Morales wasn’t moving. There was a hole in her blazer, but no blood that Jazz could see. He was pretty sure the FBI vest could stop such a small caliber even at such close range. She would have had the wind knocked out of her and would have a hell of a bruise. He’d heard of people going into cardiac arrest just from the impact, though, even with a bulletproof vest on, but Morales seemed to be breathing normally. Knocked out when she hit the floor?

A surging wave of agony suddenly crashed upward from his leg and Jazz hissed in a breath. Forget Morales for now. He was shot.

He tuned back into the rest of the world for a moment and realized that Belsamo and the newcomer were arguing, going back and forth as though there weren’t two wounded people and a growing puddle of blood on the floor between them. Dog’s voice was flat and affectless, as though everything outside of his own skin was merely a curiosity. The newcomer spoke with heat, anger. Passion.

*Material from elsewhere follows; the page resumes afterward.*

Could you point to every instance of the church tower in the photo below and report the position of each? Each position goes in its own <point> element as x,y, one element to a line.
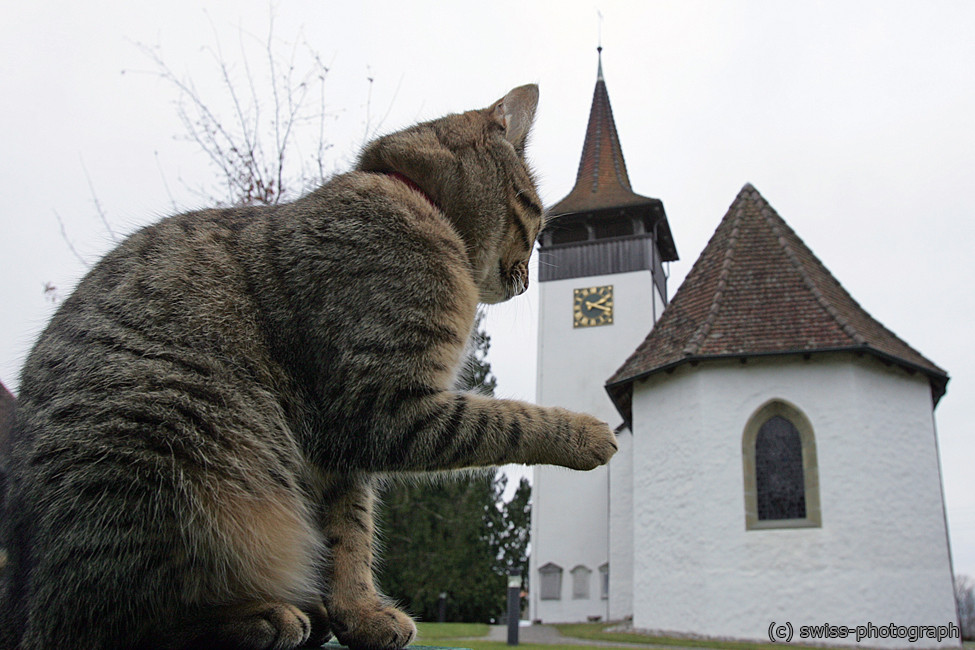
<point>602,284</point>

“You’re not supposed to be here,” Belsamo said with an almost autistic precision. “The rules clearly state that unless told to, we are not to be here at the same—”

“Shut up!” the other man shouted. “Just shut up about the rules! Do you have any idea what’s happening here? Do you? You just had to be sloppy, didn’t you? Had to leave your tributes to Ugly J everywhere. Idiot.”

Jazz’s vision began to clear, just a bit. He was almost directly between the two men, still inside unit 83F. Morales was inside, too, having been knocked into it during her tussle.